As disclosed in U.S. Pat. Nos. 4,425,696 and 4,438,807 assigned to the present assignee, and incorporated by reference herein, an internally and externally enhanced heat transfer tube, having an internal rib and an external groove--commonly referred to as a subsurface channel--communicating with the surrounding liquid through surface openings, i.e. pores, may be manufactured by a single pass process with a tube finning machine. According to the disclosed process a grooved mandrel is placed inside an unformed tube and a tool arbor having a tool gang thereon is rolled over the external surface of the tube. The unformed tube is pressed against the mandrel to form at least one internal rib on the internal surface of the tube. Simultaneously, at least one external fin convolution is formed on the external surface of the tube by the tool arbor with the tool gang. The external fin convolutions form subsurface channels therebetween. The external fin convolution has depressed sections above the internal rib where the tube is forced into the grooves of the mandrel to form the rib. A smooth roller-like disc on the tool arbor is rolled over the external surface of the tube after the external fin is formed. The smooth roller-like disc is designed to bend over the tip portion of the external fin to touch the adjacent fin convolution to form enclosed subsurface channels only at those sections of the external fin which are not located above the internal rib. The tip portion of the depressed sections of the external fin, which are located above an internal rib, are bent over but do not touch the adjacent convolutions thereby leaving pores which provide fluid communication between the fluid surrounding the tube and the subsurface channels.

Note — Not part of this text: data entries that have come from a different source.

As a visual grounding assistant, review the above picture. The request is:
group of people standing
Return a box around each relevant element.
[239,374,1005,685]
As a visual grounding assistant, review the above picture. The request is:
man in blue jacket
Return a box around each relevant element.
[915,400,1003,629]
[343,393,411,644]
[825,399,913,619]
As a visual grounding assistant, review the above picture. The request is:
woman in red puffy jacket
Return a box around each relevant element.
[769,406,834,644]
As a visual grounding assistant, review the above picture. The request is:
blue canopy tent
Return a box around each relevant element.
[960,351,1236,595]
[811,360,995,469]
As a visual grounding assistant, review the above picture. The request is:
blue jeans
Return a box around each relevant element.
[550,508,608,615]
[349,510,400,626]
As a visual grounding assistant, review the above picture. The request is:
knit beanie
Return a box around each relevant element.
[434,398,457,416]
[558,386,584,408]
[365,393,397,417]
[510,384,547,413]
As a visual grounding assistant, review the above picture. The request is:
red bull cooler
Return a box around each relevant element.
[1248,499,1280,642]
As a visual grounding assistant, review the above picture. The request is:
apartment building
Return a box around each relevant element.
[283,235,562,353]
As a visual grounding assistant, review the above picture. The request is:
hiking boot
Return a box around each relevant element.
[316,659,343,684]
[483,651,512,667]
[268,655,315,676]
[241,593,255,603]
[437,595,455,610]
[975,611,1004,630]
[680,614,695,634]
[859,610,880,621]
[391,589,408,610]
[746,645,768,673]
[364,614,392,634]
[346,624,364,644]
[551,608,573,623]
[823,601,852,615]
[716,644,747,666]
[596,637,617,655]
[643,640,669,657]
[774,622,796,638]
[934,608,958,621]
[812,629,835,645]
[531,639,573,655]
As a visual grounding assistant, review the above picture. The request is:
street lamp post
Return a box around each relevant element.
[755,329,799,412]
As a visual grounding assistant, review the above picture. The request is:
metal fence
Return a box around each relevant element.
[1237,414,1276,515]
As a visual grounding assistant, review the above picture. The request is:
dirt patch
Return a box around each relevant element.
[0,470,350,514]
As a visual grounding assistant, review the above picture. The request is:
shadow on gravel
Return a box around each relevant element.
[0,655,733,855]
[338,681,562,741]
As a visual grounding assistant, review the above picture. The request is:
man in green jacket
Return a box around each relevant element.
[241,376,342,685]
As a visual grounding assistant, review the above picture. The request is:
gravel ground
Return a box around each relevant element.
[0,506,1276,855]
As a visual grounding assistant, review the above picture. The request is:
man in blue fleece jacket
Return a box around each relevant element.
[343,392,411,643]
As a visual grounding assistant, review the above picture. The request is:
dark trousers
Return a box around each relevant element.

The performance of the foregoing tube is critically dependent on the size of the subsurface channels and pores on the surface of the tube, and this performance may be enhanced by the internal ribs. It is therefore important to maintain a consistent subsurface channel size and pore size during the manufacturing process. Normal variations in subsurface channel size and surface pore size do occur, however, due to tool wear, dimensional and material variations in the tube lengths, and machine tolerances. In order to account for these variables and to maintain a consistent pore size, it is necessary to measure the pore size on each tube produced and adjust the finning machine to maintain the correct subsurface channel and pore sizes. However, the prior methods of having an operator randomly selecting manufactured tubes and optically checking the pore size of the selected tube under a microscope or using an image analyzer to compare the area of a pore in a photograph of a tube with the known area of a reference photograph were time consuming and did not provide the quality and quantity of tubes necessary for a manufacturing process. Not only were these very laborious and expensive practices, but they also cannot be used to check each and every tube in a manufacturing process.
Thus, there is a clear need for a method for measuring the size of the surface pores in an enhanced tube that will, to a large extent, overcome the inadequacies that have characterized the prior art.